À quelques semaines du coup d’envoi de l’Afrobasket féminin 2025, le sélectionneur des Lionnes, Otis Hughley Jr, affiche clairement ses ambitions. Entre volonté de retrouver les sommets continentaux et préparation de la relève, le technicien américain veut allier performance immédiate et vision à long terme. Malgré les contraintes liées à l’absence de certaines joueuses, il reste déterminé à construire un groupe capable de rivaliser avec les meilleures, notamment le Nigeria, quadruple champion en titre.
«Tout d’abord, je suis très excité par le groupe et le travail accompli par la Fédération ainsi que mes assistants, notamment Madiène Fall et Diop, qui ont encadré l’équipe pendant près de deux semaines. Je suis vraiment enthousiaste à l’idée de travailler avec ces jeunes talents », a-t-il confié.
Malgré les ambitions, les contraintes administratives ont freiné certaines convocations. Otis Hughley Jr s’est dit déçu de ne pas pouvoir compter sur des joueuses retenues aux États-Unis : « Nous sommes déçus, évidemment, par la situation de certaines joueuses, mais il y a des choses qu’on ne peut pas contrôler. Nous avons un président (Donald Trump) qui a sa propre manière de gérer certaines questions. Dans ce genre de contexte, il faut aller de l’avant, ne pas chercher d’excuses et faire avec les moyens du bord. »

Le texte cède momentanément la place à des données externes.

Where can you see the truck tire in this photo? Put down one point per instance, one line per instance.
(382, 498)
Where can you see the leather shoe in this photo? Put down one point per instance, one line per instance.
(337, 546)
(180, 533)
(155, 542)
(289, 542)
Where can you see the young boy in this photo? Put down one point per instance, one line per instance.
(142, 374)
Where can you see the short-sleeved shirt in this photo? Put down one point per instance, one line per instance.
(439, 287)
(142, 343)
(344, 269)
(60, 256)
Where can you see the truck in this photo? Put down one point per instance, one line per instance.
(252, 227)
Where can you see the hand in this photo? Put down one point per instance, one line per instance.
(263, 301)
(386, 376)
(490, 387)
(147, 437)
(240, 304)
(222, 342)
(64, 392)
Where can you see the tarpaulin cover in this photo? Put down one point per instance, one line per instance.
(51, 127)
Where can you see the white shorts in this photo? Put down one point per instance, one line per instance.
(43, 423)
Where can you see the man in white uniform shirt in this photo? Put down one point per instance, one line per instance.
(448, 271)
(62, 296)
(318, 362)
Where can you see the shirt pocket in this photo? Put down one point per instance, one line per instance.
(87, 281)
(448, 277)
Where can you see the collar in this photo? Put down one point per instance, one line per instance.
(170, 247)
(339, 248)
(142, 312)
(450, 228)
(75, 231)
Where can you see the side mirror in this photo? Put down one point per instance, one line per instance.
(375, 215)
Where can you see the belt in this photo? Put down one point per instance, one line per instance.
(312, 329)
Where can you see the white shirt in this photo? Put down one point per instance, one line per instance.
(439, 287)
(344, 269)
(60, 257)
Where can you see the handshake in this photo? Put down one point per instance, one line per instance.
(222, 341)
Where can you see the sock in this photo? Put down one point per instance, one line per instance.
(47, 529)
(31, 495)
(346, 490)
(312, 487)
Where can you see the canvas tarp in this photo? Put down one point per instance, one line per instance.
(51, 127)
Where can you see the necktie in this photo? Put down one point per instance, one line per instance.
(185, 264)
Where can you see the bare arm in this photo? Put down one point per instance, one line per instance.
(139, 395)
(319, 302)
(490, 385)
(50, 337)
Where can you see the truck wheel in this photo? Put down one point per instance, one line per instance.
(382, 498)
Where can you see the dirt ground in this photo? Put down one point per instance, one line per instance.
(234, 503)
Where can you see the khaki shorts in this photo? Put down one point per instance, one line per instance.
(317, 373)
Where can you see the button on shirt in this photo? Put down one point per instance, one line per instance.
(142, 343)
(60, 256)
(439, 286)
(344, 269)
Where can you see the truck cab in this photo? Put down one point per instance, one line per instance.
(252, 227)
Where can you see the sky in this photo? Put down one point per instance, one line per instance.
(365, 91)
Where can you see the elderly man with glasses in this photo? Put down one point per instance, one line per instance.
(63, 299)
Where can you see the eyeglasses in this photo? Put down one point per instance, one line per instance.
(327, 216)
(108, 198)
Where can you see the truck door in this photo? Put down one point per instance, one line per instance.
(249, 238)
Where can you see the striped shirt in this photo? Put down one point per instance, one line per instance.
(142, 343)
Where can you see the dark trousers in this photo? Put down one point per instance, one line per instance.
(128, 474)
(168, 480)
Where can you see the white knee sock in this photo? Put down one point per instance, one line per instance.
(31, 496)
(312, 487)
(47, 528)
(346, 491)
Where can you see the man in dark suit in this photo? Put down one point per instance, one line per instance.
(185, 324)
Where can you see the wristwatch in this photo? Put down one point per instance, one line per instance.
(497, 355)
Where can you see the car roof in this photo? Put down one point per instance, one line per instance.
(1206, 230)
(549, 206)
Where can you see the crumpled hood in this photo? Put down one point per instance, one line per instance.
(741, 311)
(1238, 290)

Il salue malgré tout les efforts du président Ousmane Sonko et de la Fédération, qui ont choisi de tenir le stage au Sénégal.
« Le président de la Fédération a tout fait pour que ces joueuses puissent rejoindre le groupe, mais malheureusement cela n’a pas abouti. En tant qu’entraîneur, je dois m’adapter à la situation et continuer à avancer. On ne peut pas reculer, on doit trouver des solutions et aller de l’avant pour être compétitifs. »
« Je pense que la Fédération et le Premier ministre Ousmane Sonko ont pris la bonne décision en maintenant finalement le stage au Sénégal. C’était la meilleure chose à faire dans les circonstances actuelles. »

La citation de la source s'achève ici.